Moldy wall - Aspergillus Website
This news story is of the rehabilitation of a 300 bed hospital in Canada (The Honore-Mercier Hospital in Saint-Hyacinthe, Quebec). The hospital had to be closed and completely gutted in 2003 following discovery of widespread aspergillus growing in its walls!!!

The mention of aspergillus growing like 'mildew' suggests that the problem was uncontrolled damp and humidity with condensation on walls thrown in for good measure. Aspergillus, like most fungi, needs moisture above all else to grow in this way.
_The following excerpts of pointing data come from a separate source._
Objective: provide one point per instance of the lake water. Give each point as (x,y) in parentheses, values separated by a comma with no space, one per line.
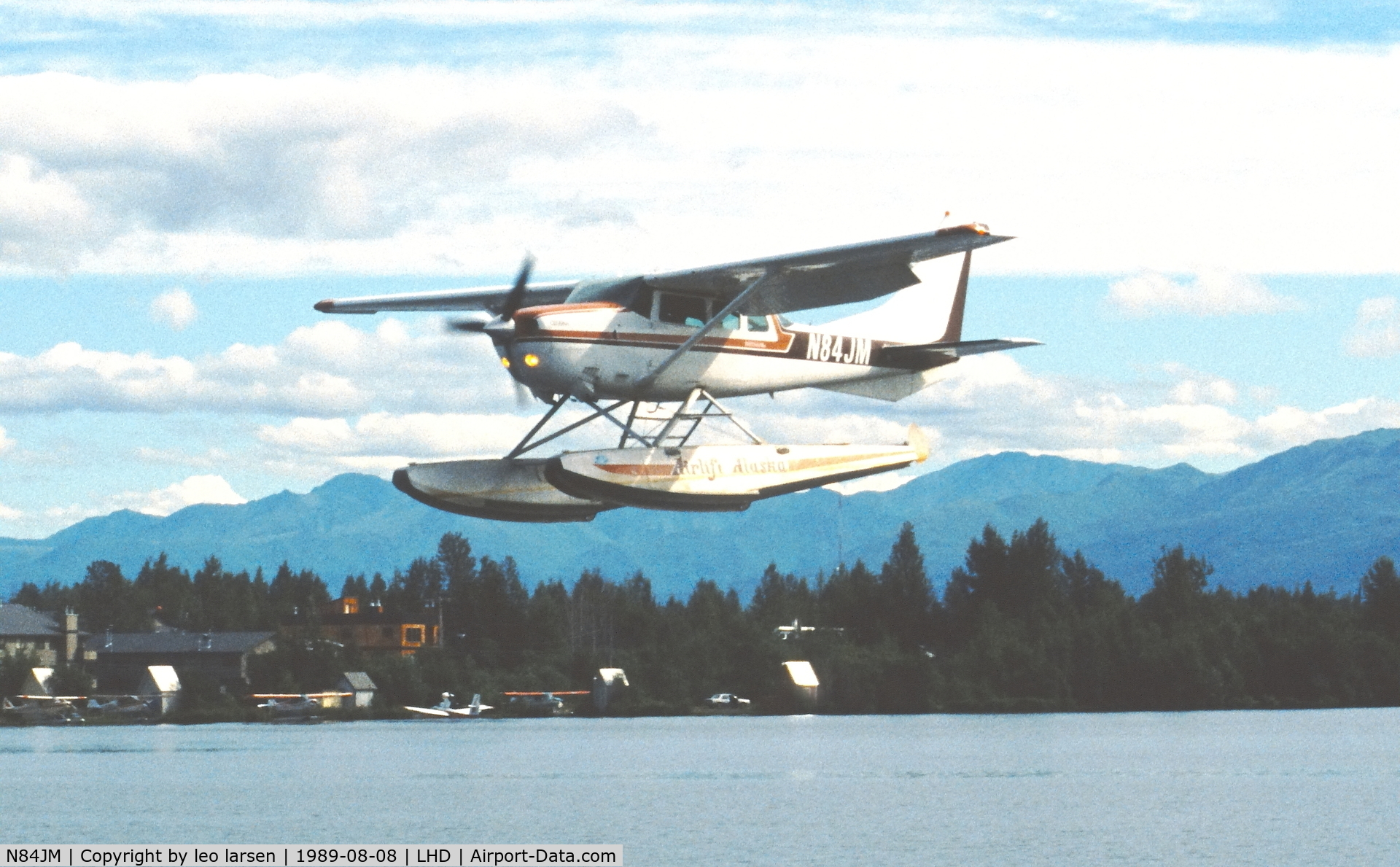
(1241,788)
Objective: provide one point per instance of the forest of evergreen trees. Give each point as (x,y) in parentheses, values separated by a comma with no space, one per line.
(1022,626)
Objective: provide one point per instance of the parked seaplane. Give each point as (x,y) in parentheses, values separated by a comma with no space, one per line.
(625,348)
(444,710)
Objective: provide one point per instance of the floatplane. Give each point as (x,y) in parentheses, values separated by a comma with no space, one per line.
(653,356)
(444,710)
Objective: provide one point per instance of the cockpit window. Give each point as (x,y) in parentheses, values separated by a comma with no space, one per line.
(681,310)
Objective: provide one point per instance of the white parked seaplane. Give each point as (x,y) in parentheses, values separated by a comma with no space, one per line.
(625,348)
(444,710)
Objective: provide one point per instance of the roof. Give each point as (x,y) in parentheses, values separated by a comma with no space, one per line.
(24,621)
(38,681)
(612,677)
(175,642)
(801,672)
(359,681)
(163,678)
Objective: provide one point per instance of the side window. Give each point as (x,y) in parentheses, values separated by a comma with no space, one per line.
(680,310)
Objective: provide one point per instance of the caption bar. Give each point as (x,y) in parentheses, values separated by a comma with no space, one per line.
(307,856)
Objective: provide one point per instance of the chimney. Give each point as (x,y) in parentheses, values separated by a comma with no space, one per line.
(70,635)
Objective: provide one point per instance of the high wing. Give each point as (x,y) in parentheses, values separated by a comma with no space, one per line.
(485,298)
(818,278)
(823,278)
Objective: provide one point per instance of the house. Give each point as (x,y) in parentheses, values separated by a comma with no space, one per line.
(24,629)
(160,681)
(360,687)
(370,628)
(38,683)
(608,685)
(804,683)
(121,660)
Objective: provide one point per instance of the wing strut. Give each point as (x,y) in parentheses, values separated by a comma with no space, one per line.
(728,308)
(954,333)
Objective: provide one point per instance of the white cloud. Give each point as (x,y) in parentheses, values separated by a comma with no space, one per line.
(989,404)
(1377,330)
(174,308)
(143,170)
(1144,156)
(325,370)
(193,489)
(1208,295)
(158,502)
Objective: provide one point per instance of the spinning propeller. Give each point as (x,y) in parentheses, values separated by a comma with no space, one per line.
(502,328)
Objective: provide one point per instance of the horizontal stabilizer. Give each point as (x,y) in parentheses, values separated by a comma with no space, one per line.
(931,354)
(486,298)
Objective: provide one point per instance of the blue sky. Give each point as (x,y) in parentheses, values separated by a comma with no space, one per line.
(1203,198)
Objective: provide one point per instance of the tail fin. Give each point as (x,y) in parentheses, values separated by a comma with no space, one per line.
(954,333)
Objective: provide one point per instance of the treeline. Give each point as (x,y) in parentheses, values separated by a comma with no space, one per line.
(1021,626)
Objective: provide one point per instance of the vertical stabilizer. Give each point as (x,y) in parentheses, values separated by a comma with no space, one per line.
(954,333)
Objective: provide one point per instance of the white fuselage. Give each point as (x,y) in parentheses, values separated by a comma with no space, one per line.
(604,351)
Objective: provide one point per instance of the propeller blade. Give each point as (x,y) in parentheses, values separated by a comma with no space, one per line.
(470,325)
(517,296)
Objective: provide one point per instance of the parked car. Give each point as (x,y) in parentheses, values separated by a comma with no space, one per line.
(726,699)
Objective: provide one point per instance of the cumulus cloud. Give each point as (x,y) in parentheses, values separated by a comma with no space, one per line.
(986,405)
(381,433)
(310,158)
(158,502)
(626,155)
(195,489)
(174,308)
(1208,295)
(325,370)
(1377,330)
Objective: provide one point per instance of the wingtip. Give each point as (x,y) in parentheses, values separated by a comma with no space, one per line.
(919,442)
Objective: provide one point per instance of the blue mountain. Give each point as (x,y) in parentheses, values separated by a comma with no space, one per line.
(1318,513)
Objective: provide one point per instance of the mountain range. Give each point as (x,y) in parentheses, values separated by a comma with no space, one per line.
(1316,513)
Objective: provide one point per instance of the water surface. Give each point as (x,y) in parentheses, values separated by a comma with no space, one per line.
(1234,788)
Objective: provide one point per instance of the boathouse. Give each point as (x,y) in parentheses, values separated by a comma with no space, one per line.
(121,660)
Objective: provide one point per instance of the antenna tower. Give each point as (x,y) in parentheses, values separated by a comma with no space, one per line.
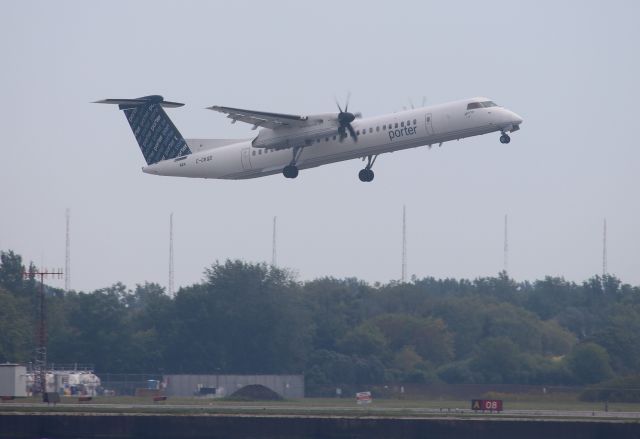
(404,243)
(40,364)
(170,288)
(604,248)
(506,244)
(274,256)
(67,258)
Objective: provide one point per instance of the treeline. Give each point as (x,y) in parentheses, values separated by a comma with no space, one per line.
(253,318)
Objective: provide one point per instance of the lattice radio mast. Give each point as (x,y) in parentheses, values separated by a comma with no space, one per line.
(170,288)
(506,244)
(40,365)
(404,243)
(67,257)
(604,248)
(274,255)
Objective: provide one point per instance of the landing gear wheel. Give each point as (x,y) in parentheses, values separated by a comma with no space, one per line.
(366,175)
(290,171)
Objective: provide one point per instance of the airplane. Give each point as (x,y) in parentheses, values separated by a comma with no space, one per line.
(287,143)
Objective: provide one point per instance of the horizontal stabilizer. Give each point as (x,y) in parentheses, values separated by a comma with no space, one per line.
(157,136)
(145,100)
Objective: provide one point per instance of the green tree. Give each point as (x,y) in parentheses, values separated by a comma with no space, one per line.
(11,271)
(589,363)
(496,360)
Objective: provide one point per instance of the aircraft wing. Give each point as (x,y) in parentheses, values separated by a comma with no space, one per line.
(265,119)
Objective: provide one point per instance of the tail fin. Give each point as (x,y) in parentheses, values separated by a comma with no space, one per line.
(158,137)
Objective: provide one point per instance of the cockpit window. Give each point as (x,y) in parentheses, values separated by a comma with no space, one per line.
(486,104)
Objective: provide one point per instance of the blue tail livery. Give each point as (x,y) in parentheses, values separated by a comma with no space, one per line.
(158,137)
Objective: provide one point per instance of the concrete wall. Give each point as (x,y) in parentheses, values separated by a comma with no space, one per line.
(13,380)
(287,386)
(61,426)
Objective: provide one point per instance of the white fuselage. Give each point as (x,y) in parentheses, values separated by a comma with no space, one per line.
(376,135)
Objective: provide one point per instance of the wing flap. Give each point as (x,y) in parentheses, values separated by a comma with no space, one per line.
(263,118)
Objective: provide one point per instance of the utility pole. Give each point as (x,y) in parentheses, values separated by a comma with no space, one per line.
(67,257)
(404,244)
(170,287)
(506,245)
(274,256)
(604,248)
(40,365)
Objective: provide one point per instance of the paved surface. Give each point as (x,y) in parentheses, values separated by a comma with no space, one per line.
(302,410)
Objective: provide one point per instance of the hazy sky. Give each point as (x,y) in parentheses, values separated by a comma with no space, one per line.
(569,68)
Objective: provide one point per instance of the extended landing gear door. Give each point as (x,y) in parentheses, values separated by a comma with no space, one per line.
(429,124)
(246,158)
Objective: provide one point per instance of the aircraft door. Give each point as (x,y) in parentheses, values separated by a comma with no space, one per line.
(246,158)
(429,124)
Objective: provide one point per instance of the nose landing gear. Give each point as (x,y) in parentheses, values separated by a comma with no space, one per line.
(366,175)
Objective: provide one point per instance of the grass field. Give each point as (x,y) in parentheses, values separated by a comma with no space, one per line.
(391,407)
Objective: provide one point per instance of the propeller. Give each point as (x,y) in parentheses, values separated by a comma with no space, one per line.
(344,121)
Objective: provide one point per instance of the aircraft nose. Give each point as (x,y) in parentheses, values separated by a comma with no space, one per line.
(517,120)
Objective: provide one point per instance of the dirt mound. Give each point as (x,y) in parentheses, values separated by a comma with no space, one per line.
(255,392)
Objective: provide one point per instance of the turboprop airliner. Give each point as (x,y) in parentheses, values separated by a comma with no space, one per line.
(287,143)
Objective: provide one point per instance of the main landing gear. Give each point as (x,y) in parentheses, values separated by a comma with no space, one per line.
(366,175)
(291,170)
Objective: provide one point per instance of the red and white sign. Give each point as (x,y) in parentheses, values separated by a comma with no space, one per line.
(492,405)
(363,397)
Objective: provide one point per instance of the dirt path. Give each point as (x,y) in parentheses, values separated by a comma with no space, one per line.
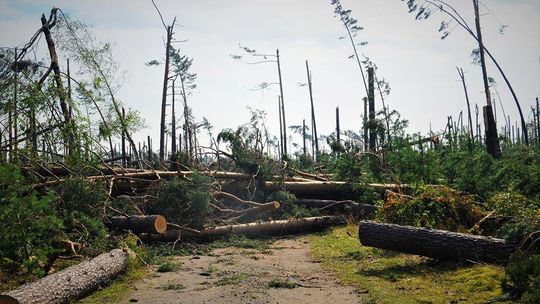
(282,274)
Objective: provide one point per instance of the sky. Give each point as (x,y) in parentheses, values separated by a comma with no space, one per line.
(418,65)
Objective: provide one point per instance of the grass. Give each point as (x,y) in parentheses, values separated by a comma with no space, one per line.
(280,283)
(387,277)
(115,291)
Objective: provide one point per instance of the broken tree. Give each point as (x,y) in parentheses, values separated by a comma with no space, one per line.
(281,227)
(139,223)
(438,244)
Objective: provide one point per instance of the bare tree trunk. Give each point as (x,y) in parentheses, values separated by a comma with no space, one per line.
(366,136)
(371,99)
(72,282)
(46,26)
(338,131)
(438,244)
(492,141)
(170,29)
(124,161)
(280,129)
(281,227)
(173,122)
(462,76)
(139,223)
(282,106)
(537,122)
(313,122)
(304,135)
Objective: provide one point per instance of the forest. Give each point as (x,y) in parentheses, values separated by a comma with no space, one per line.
(87,208)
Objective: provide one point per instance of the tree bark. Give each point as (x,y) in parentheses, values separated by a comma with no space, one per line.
(332,187)
(282,106)
(139,223)
(371,100)
(492,141)
(313,121)
(270,228)
(438,244)
(333,205)
(170,30)
(72,282)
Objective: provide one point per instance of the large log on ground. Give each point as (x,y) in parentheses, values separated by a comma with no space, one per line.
(270,228)
(330,188)
(362,210)
(139,223)
(438,244)
(72,282)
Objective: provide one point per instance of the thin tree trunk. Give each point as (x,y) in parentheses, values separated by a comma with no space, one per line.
(304,135)
(280,129)
(462,76)
(170,29)
(366,136)
(371,98)
(313,122)
(173,122)
(282,106)
(492,141)
(338,131)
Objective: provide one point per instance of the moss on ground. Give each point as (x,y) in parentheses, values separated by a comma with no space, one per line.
(388,277)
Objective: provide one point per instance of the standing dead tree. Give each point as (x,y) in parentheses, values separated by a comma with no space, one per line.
(425,10)
(168,40)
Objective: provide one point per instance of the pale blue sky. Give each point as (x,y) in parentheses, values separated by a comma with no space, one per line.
(418,65)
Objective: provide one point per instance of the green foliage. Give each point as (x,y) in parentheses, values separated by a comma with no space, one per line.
(82,205)
(524,215)
(29,226)
(432,207)
(184,202)
(522,279)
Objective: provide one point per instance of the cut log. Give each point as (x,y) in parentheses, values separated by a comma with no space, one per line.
(152,175)
(330,188)
(281,227)
(362,210)
(221,194)
(72,282)
(438,244)
(248,213)
(139,223)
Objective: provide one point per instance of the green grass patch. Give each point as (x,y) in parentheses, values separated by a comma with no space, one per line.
(389,277)
(280,283)
(115,291)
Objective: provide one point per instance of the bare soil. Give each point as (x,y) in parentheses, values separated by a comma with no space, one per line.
(285,273)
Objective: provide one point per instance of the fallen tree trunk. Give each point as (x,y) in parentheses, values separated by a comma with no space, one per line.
(152,175)
(281,227)
(248,213)
(363,210)
(139,223)
(438,244)
(329,188)
(70,283)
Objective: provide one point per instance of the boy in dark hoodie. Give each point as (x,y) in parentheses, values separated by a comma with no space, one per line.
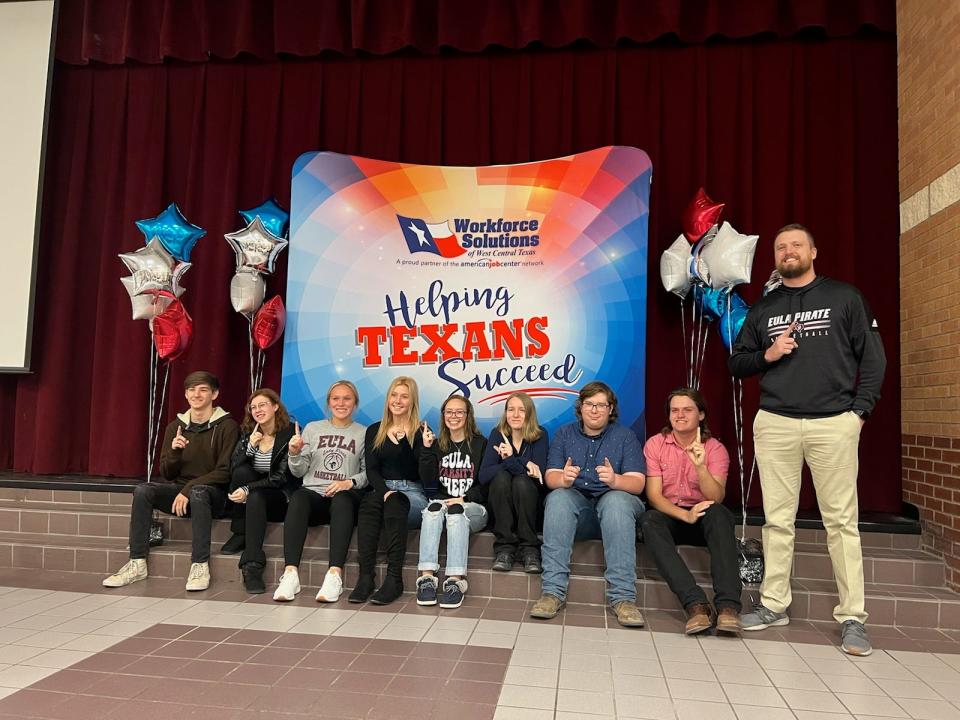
(810,339)
(195,465)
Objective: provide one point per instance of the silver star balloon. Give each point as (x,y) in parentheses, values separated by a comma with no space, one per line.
(256,247)
(247,290)
(145,305)
(153,268)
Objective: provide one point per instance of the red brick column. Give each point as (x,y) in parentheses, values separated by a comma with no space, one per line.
(928,35)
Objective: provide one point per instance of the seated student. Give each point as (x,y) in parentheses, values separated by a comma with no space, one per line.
(259,478)
(195,467)
(448,469)
(329,458)
(595,472)
(513,466)
(397,500)
(686,482)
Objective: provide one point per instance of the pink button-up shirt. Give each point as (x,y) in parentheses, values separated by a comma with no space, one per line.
(669,461)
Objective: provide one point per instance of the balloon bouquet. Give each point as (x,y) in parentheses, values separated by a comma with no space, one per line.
(257,247)
(707,261)
(154,288)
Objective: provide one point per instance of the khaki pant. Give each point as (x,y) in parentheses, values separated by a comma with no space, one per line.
(829,447)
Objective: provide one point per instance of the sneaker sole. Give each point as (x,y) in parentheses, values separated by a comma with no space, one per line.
(105,584)
(546,616)
(763,626)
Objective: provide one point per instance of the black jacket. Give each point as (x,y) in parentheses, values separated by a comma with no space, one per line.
(838,339)
(279,475)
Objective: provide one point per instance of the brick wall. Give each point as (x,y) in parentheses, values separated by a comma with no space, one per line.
(928,35)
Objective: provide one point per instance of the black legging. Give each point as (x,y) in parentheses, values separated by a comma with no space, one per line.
(390,517)
(264,504)
(513,502)
(309,508)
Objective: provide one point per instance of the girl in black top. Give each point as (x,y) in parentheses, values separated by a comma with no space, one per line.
(259,477)
(448,468)
(397,499)
(512,469)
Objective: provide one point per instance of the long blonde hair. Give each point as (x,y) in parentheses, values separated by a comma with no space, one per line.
(531,430)
(413,418)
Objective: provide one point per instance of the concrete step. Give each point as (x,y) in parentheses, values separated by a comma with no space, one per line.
(888,559)
(888,604)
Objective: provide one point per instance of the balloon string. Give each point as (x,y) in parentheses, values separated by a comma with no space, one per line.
(253,385)
(158,417)
(151,390)
(695,336)
(683,335)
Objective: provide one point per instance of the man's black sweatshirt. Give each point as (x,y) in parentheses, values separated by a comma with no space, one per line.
(837,338)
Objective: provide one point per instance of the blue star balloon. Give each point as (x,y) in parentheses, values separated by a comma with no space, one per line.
(175,232)
(714,301)
(275,219)
(731,321)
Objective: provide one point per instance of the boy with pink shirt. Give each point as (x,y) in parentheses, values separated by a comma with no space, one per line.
(686,482)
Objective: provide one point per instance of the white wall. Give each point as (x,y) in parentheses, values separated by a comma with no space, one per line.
(26,30)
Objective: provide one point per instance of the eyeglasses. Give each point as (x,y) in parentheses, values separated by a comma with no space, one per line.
(602,407)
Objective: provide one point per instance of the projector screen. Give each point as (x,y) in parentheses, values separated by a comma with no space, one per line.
(26,62)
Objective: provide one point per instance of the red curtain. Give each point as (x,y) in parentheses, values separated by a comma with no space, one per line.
(797,130)
(150,31)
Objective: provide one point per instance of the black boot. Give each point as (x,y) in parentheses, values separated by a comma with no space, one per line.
(531,561)
(395,511)
(363,590)
(253,578)
(391,589)
(235,544)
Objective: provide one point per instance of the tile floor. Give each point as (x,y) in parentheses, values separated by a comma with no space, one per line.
(70,650)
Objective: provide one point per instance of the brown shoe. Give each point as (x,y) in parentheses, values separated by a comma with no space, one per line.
(547,607)
(729,621)
(628,614)
(699,618)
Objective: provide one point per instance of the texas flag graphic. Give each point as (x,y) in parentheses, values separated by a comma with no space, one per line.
(424,237)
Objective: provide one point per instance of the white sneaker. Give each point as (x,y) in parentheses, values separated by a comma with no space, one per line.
(199,577)
(289,586)
(331,588)
(134,570)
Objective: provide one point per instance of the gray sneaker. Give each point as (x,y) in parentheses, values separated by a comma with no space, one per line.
(763,617)
(854,639)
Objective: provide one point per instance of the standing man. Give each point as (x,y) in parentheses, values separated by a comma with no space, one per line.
(195,463)
(595,472)
(686,482)
(810,339)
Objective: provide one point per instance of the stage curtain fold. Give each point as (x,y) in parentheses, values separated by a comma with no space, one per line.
(782,131)
(152,31)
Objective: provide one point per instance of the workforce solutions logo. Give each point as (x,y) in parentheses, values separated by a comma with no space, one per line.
(479,236)
(425,237)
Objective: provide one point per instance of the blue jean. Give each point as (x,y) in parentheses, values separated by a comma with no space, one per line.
(414,493)
(569,516)
(459,526)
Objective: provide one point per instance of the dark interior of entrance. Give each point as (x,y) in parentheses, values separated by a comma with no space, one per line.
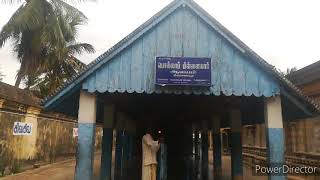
(183,122)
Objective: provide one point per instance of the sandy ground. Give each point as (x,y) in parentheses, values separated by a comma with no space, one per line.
(65,171)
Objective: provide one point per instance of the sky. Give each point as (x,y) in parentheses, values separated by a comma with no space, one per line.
(285,33)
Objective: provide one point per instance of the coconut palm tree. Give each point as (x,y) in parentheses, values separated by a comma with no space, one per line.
(36,28)
(60,62)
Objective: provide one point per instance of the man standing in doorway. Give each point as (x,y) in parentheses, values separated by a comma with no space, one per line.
(149,157)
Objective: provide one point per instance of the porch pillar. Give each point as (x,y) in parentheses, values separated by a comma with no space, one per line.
(119,156)
(107,139)
(216,137)
(205,151)
(86,136)
(236,145)
(274,134)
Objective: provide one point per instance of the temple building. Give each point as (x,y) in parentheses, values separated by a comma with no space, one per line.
(129,89)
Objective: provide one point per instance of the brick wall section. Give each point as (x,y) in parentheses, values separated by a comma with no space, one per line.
(52,138)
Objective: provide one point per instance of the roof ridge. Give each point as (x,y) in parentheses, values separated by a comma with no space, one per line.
(228,35)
This mouldy mess was cleaned up professionally and expensively, but what does a private householder do?
I recently contacted the Environmental Protection Agency (EPA) in USA for details on how a householder would go about getting a mouldy house diagnoses and treated and got the followign answer:

There is no list of approved mold remediation companies endorsed by the
USEPA. EPA has a published guideline titled "Mold Remediation in
Schools and Commercial Buildings" and recommends that when outsourcing
mold remediation work to "make sure they have experience cleaning up
mold, check their references, and have them follow the recommendations
presented in this document, the guidelines of the American Conference
of Government Industrial Hygienists (ACGIH) (see Resources List),
and/or guidelines from other professional organizations."

You can access the "Mold Remediation in Schools and Commercial
Buildlings" on the EPA website at

The IICRC and the Association of Specialists in Cleaning and
Restoration (ASCR) are two associations of cleaning and restoration
professionals that can help to provide referrals to experienced

I thought that link above was good for people within and outside the US.
I am still looking for help in the UK - watch this space!

Friday, 1 February 2008

Keeping track of infections that happen while in hospital

An example of how minuscule particles can be caught between dermal ridges in the hand, yet remain unseen by the naked eye. Washing one's hands removes such contaminants.
Infections acquire while in hospital (nosocomial infections) are quite common. Aspergillus infections can be extremely serious especially if a patient is severely immune-compromised, for example patients being treated for leukemia or transplant recipients.
It has been extremely difficult to obtain information on these outbreaks, but now there is an initiative to address that problem.

The Outbreak Worldwide database aims to collect details of all reported nosocomial outbreaks and allows free access to all information collected. Doctors can contribute and get important information and contact details to study the risk factors involved in each type of infection - potentially an important step forward to understanding this problem.

Originally set up with details of 1000 outbreaks reported in the scientific literature but it already contains records of more than 2100 incidents, 23 involving aspergillus.